# Photoshop experts, or pictures of gunmetal R32 with black Nismo LM GT4's?L



## Sami (Jan 21, 2003)

Would someone be so kind to put black Nismo LM GT4's to my car:










I have a set I'm thinking of buying but I'm worried how good the black looks on gunmetal. Bronze would look good, so would gunmetal but black I'd have to see it first.


----------



## StraightSix (Oct 24, 2002)

Sorry no photoshop here, but black rims - I thought those went out of style two years ago? Never liked them anyway, makes the rims look small. If you're going to spend a load on wheels, why hide them with black paint - go the bronze, much better. Actually on gunmetal, I think classic silver looks the best yet.

J


----------



## scourge (Feb 27, 2003)

Black never goes out of style. I would think you would a picture straight on for the photoshop to work right.


----------



## Sami (Jan 21, 2003)

One of the finnish forum members made a pic. Makes the car look very dark...


----------



## Sami (Jan 21, 2003)

Another...


----------



## scourge (Feb 27, 2003)

Very foreboding. Perhaps a license plate that says "Vader" on it.


----------



## Kharne (Jul 14, 2003)

Where did you find those in black? I only find them in silver, white and gold.
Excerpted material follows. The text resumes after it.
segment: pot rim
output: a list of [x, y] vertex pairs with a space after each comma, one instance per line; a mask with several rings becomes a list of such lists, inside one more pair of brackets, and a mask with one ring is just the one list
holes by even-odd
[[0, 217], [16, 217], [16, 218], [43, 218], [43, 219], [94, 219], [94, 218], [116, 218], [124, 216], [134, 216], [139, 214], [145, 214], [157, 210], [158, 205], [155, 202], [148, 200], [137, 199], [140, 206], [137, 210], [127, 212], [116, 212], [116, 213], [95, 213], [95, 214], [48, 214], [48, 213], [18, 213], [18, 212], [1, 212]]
And to all: I need to find a good, preferably light weight (willing to forfeit that) all black wheel, much like the one above. Any suggestions?


----------



## Sami (Jan 21, 2003)

Kharne said:


> *Where did you find those in black? I only find them in silver, white and gold.*


Special edition, only 200 sets made. Price also reflects that...



Kharne said:


> *And to all: I need to find a good, preferably light weight (willing to forfeit that) all black wheel, much like the one above. Any suggestions? *


Volk has good black wheels but they are pricey as well. MSRP over $1000 per wheel.


----------



## tyndago (Dec 21, 2002)

On my screen looks really weird....


Bronze TE-37 18" look phat on a gunmetal R32... 17" GTLM4 are ok

Right Steve ? http://www.sportcompactcarweb.com/features/0307scc_mitchgtr_hold/index.html


----------



## tyndago (Dec 21, 2002)

Also the 18 x 9.5 black LMGT4 with center cap weigh 19 lbs on the bathroom scale


----------



## Sami (Jan 21, 2003)

tyndago said:


> *Also the 18 x 9.5 black LMGT4 with center cap weigh 19 lbs on the bathroom scale *


Thanks Sean for the pics and the weight info.
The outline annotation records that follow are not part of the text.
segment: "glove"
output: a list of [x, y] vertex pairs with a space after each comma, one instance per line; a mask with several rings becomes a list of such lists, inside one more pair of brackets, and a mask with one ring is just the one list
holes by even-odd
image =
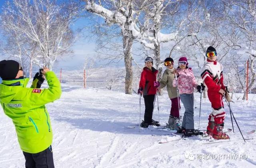
[[204, 86], [204, 84], [202, 83], [201, 83], [201, 85], [198, 85], [196, 86], [196, 89], [197, 89], [197, 92], [199, 93], [202, 93], [203, 92], [203, 90], [204, 90], [204, 88], [205, 86]]
[[160, 83], [158, 81], [154, 81], [154, 86], [156, 88], [160, 86]]
[[44, 78], [43, 74], [39, 74], [39, 72], [37, 72], [33, 78], [32, 87], [33, 88], [40, 88], [44, 81]]
[[143, 90], [142, 89], [142, 88], [139, 88], [139, 89], [138, 90], [138, 94], [141, 94], [141, 93], [142, 92], [142, 90]]
[[201, 87], [202, 88], [202, 91], [204, 90], [204, 88], [205, 88], [205, 86], [204, 86], [204, 84], [203, 84], [202, 83], [201, 83]]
I would hate to with 18" but I might have to. I'm going to Finland next month and I will bring back new brakes for my car. 4 piston Alcon calibers, front and rear, not decided on the size of the brakediscs but propably big enough to have trouble with 17" wheels. Right now the quote is for 380x32 and 325x28 discs.

We'll first install the brakes and then measure the whole thing to figure out proper offset. All the offset recommendations I've gotten so far are based on the looks, not handling.


----------



## Kharne (Jul 14, 2003)

I've only found the GT4's in black with an offset of +12. Can they even fit on an R32?


----------



## EVO8 (Jun 10, 2003)

Kharne said:


> *I've only found the GT4's in black with an offset of +12. Can they even fit on an R32? *


good question, 

probly not?


----------



## Sami (Jan 21, 2003)

EVO8 said:


> *good question,
> 
> probly not? *


According to Sean, they don't look that well on a R32. I've decided to go with bronze TE-37's. Fitting in new brakes as well so decided to go with 18" instead of 17".


----------



## Kharne (Jul 14, 2003)

I'm seen other colored LM GT4s on R32's and they look quite nice. I'm just curious if I'm missing something with only finding +12 offest wheels.


----------



## Sami (Jan 21, 2003)

Kharne said:


> *I'm seen other colored LM GT4s on R32's and they look quite nice. I'm just curious if I'm missing something with only finding +12 offest wheels. *


Black GT4's are only available in +12. I'd rather get GT4's than TE-37's but more expensive and harder to get. If anyone can get 18x9, +22 wheels, now is the time to let me know as I'm about to order the TE-37's.


----------



## EVO8 (Jun 10, 2003)

just go with the TE37's


----------



## Kharne (Jul 14, 2003)

Well that's bunk. I guess I'll have to find another jet black wheel.


----------